Gli esperti non coinvolti nel nuovo lavoro dicono che le scoperte sono eccitanti, ma hanno espresso alcuni dubbi sulle interpretazioni del team, come il suggerimento che l’Africa meridionale fosse il focolaio della diversificazione evolutiva per molti mammiferi, compresi gli esseri umani. “La diversità delle specie di mammiferi è oggi più alta in Africa orientale che in Africa meridionale”, dice il paleoecologo J. Tyler Faith dell’Università del Queensland in Australia. “E molte delle prove che discutono – in particolare i punti riguardanti la storia geografica e genetica… dei mammiferi africani – sono solitamente interpretate come indicanti che l’Africa orientale è una culla per la diversità e l’innovazione evolutiva, mentre l’Africa meridionale è analoga a un museo che conserva quella diversità nel tempo, non il contrario”. Fede inoltre non compra l’argomento che H. naledi potrebbe aver dato origine a H. sapiens. “Se le date sono corrette, allora H. naledi è un classico esempio di un vicolo cieco evolutivo”, afferma, notando le somiglianze con la specie umana in miniatura “hobbit” Homo floresiensis che ha vissuto sull’isola indonesiana di Flores fino a circa 50.000 anni fa. “Non è chiaro che i nuovi fossili della camera di Lesedi non supportino necessariamente la tesi del comportamento mortuario di H. naledi. Quando il team di Berger ha formulato questo scenario, lo ha basato in parte sul fatto che la camera di Dinaledi contiene solo una manciata di piccole ossa di animali. Se gli umani fossero invece caduti nella grotta, per esempio, ci si aspetterebbe di trovare le ossa di molti altri tipi di animali che hanno incontrato un destino simile, compresi quelli più grandi. Il paleoantropologo Mark Collard della Simon Fraser University in British Columbia osserva che la camera di Lesedi contiene più fossili di altri animali, compresi alcuni di medie dimensioni, il che potrebbe suggerire che H. naledi sia finito lì dentro con qualche mezzo diverso dallo smaltimento intenzionale.
Il suggerimento del team che H. naledi potrebbe aver fatto strumenti dell’età della pietra media trovati nella regione ha anche suscitato scetticismo. L’archeologo Curtis Marean dell’Arizona State University dice che l’ipotesi è ragionevole, ma non forte. “Se questo era un produttore di utensili di pietra, allora mi sembra quasi impossibile che nessun utensile di pietra sia arrivato nelle grotte con loro”, commenta.

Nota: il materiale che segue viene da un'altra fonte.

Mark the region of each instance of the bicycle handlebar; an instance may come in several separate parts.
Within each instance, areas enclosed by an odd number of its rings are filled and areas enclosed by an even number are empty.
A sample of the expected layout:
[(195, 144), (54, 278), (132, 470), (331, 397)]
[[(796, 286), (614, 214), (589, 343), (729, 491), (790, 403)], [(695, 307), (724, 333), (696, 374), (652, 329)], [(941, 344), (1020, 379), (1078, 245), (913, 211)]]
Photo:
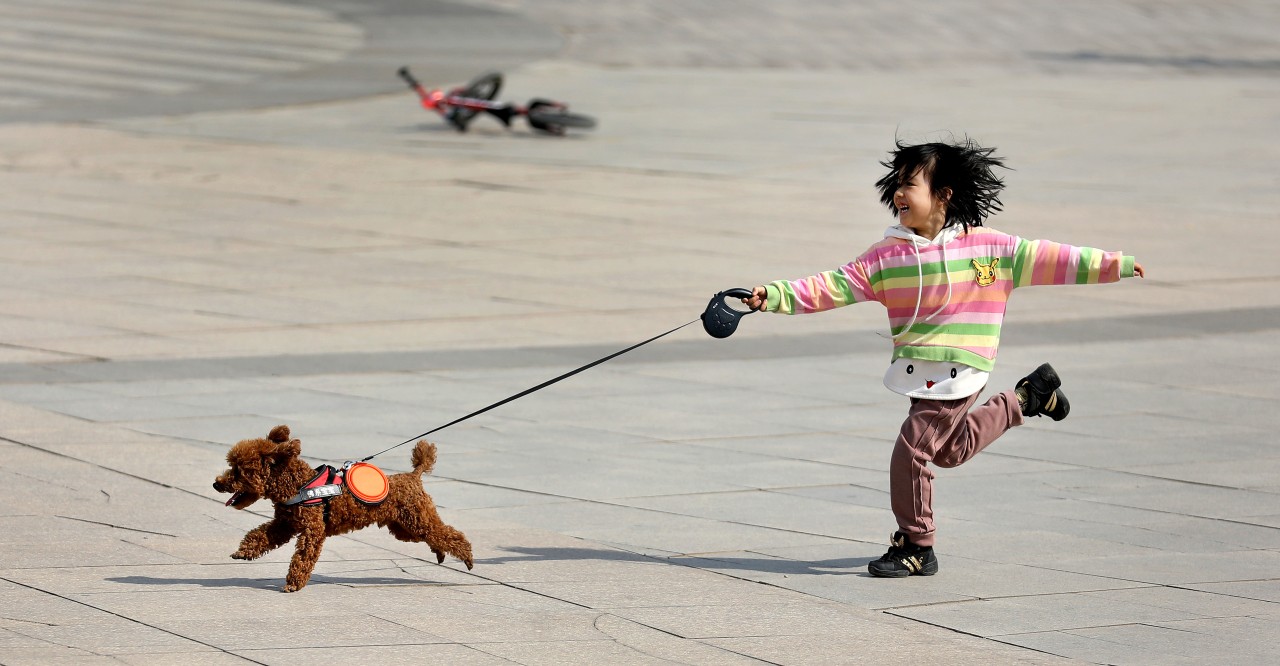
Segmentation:
[(396, 73), (399, 74), (399, 77), (403, 78), (406, 83), (408, 83), (408, 87), (415, 88), (415, 90), (422, 87), (422, 85), (419, 83), (416, 78), (413, 78), (413, 74), (408, 73), (408, 68), (407, 67), (399, 68), (399, 70), (396, 72)]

Collard, da parte sua, dà più credito all’idea. “Abbiamo avuto una comprensione semplicistica di come il record archeologico si riferisce ai fossili”, osserva. “Dobbiamo pensare alla possibilità che il naledi sia stato coinvolto nella produzione di una o più di queste culture”. Collard nota che sia i Neandertal che i primi H. sapiens hanno fatto gli stessi tipi di strumenti del cosiddetto Paleolitico medio nel Vicino Oriente. Forse più specie, compreso il piccolo H. naledi, hanno fatto anche strumenti del Medio Paleolitico. In questo caso, gli scienziati dovranno riconsiderare la nozione di lunga data che la dimensione del cervello guida la complessità del comportamento. Collard pensa che ci siano buone ragioni per farlo: “La storia della paleoantropologia è disseminata di ipotesi profondamente radicate che sono state ribaltate da nuove scoperte.”